If there were any doubt about the Pakistan Muslim League-Nawaz (PML-N) being Nawaz Sharif’s party and not that of the Sharif family, that should go away following Zaeem Qadri’s explosive press conference.

It is evident that while Nawaz Sharif remains the ‘quaid’ of the party, there is a transition flowing towards Shehbaz Sharif, who is now officially the party president as well. This transition, however, continues to be marred by many a stumbling block, Qadri’s bombshell being the latest.

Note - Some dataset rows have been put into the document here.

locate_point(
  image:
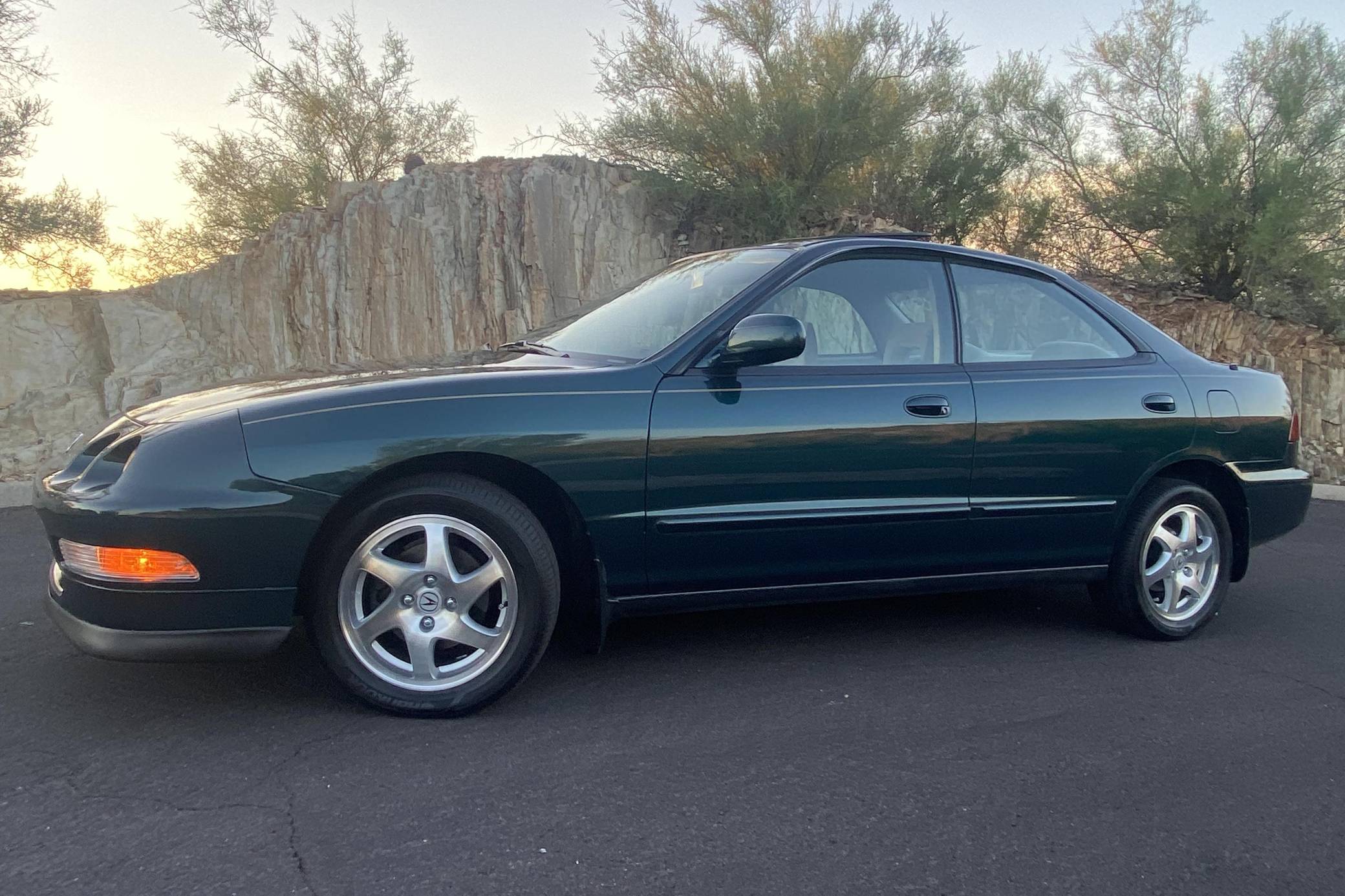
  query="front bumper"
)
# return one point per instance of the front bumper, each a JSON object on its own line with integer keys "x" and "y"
{"x": 186, "y": 489}
{"x": 179, "y": 645}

Qadri’s retaliation is significantly worse than that of Chaudhary Nisar’s because of what each respectively represents.

The latter is one man’s quest of trying to get more out of a party – which means a significantly bigger role – that he has served for decades. The former, meanwhile, hints are internal decay at the heart of which is the struggle of many party stalwarts in accepting the leadership change.

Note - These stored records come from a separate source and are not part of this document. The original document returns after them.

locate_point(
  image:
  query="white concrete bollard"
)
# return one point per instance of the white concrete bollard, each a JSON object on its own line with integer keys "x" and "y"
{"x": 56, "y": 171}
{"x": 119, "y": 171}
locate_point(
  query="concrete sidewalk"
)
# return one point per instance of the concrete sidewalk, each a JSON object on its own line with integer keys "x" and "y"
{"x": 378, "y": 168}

In the past, Nawaz Sharif has often managed to retain the party’s core together even when higher profile defections were taking place, because of the influence that he enjoys. For many in the PML-N, the party and Nawaz Sharif are synonymous, and no one, not even his brother can take his place.

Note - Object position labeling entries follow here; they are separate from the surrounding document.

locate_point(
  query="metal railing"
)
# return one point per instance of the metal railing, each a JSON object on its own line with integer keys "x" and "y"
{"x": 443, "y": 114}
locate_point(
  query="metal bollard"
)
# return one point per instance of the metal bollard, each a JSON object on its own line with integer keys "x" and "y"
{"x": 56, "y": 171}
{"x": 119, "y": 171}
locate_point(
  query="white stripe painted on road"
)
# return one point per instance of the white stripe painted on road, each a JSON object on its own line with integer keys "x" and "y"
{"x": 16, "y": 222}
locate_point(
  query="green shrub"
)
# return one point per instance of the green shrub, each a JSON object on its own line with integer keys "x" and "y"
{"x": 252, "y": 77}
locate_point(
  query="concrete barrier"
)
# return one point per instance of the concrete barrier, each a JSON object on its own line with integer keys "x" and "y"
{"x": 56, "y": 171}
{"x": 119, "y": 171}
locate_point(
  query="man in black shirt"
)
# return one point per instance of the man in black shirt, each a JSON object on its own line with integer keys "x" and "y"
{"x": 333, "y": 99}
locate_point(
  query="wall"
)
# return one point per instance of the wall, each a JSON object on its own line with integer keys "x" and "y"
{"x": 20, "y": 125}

This is true at the grass roots level as well. PML-N’s success in Punjab has been owing to the influence that Nawaz Sharif has had on the masses. Nawaz’s cult – regardless of its raison d’etre or corollaries, which is a separate debate altogether – is what has made PML-N the dominant political force in the country.

The strengths of Shehbaz Sharif, meanwhile, lie in getting things done. He can get the most out of the machinery, if the cogs are completely under his control and he can channelise them in synchrony with his own vision and strategies.

As Shehbaz is finding out, running a province and running a political party aren’t the same thing. The algorithms involved in the latter aren’t as linear and dissent, lobbying and indeed defections are a veritable reality.

It is evident that the PML-N has suffered a major hit in its vote bank over the past couple of years. While around 24 months ago, the party would’ve been bracing itself for an even bigger election win in 2018 that they had in 2013, it has become a realistic possibility that it might even concede the majority in Punjab.

Even so, that is clearly not the wave length on which the party leadership seems to be functioning right now. They still seem to feel that they are set to sweep the upcoming elections, and a lot of the decisions taken appear to reflect that the leadership is already has forming the government in mind – which is reflected in many a decision taken of late.

While the party could indeed form the government again after next month’s elections, it is extremely unlikely that they would get the margin that they were envisioning a couple of years ago. What that would also mean is that the legislations they would’ve eyed with more parliamentary control would not appear implausible.

Among other things, that would mean Nawaz Sharif remaining the party quaid, and the baton being passed on to other in his bloodline. The Shehbaz camp feels they’ve got it, while Maryam Nawaz of course has other ideas.

These fault-lines have been visible since Nawaz Sharif’s disqualification as the premier last year. Hamza Shehbaz not campaigning for the by-election in the then NA-120 was a clear giveaway.

However, it appeared since the turn of the year that the factions had realised that the opening up of any tangible differences could be devastating for both. Zaeem Qadri might just have thrown a spanner into that works again.


The writer is a Lahore-based journalist.